Após a liberação de vaga no Hospital Metropolitano Dom José Maria Pires, em Santa Rita, região metropolitana de João Pessoa, uma mulher de 60 anos, vítima de infarto agudo do miocárdio, pôde ser removida num voo em que estavam, além do comandante Álvaro do Corpo de Bombeiros, o copiloto R Meneses, o enfermeiro Nunes e o médico Cabo Casado.

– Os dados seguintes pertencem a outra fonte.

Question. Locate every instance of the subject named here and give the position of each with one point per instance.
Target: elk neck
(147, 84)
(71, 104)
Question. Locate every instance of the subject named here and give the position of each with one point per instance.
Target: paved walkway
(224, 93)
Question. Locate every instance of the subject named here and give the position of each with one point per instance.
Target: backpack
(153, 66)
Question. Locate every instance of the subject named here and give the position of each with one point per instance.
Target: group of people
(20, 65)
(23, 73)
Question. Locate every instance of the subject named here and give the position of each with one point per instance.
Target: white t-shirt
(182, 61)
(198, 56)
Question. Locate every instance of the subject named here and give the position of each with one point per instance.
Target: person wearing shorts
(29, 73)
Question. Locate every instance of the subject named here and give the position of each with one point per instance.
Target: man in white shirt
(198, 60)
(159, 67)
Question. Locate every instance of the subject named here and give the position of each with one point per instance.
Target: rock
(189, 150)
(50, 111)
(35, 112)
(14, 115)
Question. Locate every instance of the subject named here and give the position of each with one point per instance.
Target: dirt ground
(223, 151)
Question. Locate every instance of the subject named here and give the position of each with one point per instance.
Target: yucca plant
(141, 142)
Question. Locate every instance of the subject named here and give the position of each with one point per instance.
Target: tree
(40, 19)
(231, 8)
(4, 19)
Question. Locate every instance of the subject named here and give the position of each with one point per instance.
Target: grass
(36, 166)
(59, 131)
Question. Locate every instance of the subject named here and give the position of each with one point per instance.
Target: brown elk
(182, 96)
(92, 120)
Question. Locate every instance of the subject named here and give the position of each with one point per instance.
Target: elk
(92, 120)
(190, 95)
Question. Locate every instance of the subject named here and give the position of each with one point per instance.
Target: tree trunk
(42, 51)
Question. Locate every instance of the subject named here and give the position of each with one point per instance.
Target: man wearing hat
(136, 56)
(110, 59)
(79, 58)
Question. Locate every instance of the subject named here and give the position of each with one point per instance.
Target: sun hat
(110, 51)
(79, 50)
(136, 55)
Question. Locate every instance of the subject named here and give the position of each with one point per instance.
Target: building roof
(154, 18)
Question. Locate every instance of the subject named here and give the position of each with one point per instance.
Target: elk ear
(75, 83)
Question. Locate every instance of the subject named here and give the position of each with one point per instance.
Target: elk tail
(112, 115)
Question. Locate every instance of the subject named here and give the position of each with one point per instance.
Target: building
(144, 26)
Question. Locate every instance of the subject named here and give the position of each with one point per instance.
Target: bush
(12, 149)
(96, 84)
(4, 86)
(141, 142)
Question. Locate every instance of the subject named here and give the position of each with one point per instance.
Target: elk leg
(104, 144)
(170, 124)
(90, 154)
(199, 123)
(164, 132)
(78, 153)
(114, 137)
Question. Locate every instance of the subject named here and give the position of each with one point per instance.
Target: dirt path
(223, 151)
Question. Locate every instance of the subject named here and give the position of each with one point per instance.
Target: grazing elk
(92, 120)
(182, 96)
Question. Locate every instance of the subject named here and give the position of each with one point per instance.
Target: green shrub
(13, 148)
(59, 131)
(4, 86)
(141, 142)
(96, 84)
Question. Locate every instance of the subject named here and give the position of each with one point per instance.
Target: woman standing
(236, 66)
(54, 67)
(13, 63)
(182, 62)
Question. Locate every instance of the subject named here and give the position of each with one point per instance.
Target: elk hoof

Segundo a equipe, a paciente foi recebida com quadro estável que permitia o transporte em segurança, estava consciente e orientada. No hospital Metropolitano, para onde foi transportada, a paciente passou pelo processo de desobstrução de artéria por meio de cateterismo e angioplastia.

“Sabíamos da importância do atendimento especializado que ela receberia no Metropolitano e, graças à estrutura da aeronave, garantimos um voo seguro”, explicou Álvaro,  comandante do Grupo de Resgate Aeromédico (Grame).

“É uma alegria imensa para nós e toda a tripulação. Estávamos em treinamento quando recebemos o chamado e prontamente abortamos o treinamento para cumprir a missão. Analisamos a situação da paciente, condições climáticas e sobrevoamos com toda segurança e responsabilidade”, complementou.

O serviço aeromédico

O Grupo de Resgate Aeromédico (Grame) da Paraíba é fruto de uma parceria entre a Secretaria de Estado da Segurança e da Defesa Social e a Secretaria de Estado de Saúde e vai possibilitar a implantação do transporte aeromédico entre todas as regiões da Paraíba.

A aeronave é um monomotor modelo Piper Saratoga PA-32R-301T. Além do serviço de UTI aérea para o transporte de pacientes de maneira programada, regulados através da Secretaria de Saúde, a aeronave Bombeiro 01 é utilizada também na captação de órgãos e tecidos, transporte inter-hospitalar, repatriação de cidadãos paraibanos e no apoio às operações institucionais do Governo, da Secretaria da Segurança e do CBMPB.

A autonomia é de 4 horas de voo e possui capacidade para transportar 01 paciente, 01 médico, 01 enfermeiro, e a tripulação formada pelo piloto e o copiloto.

Grupo de Resgate Aeromédico da Paraíba realiza sua primeira missão.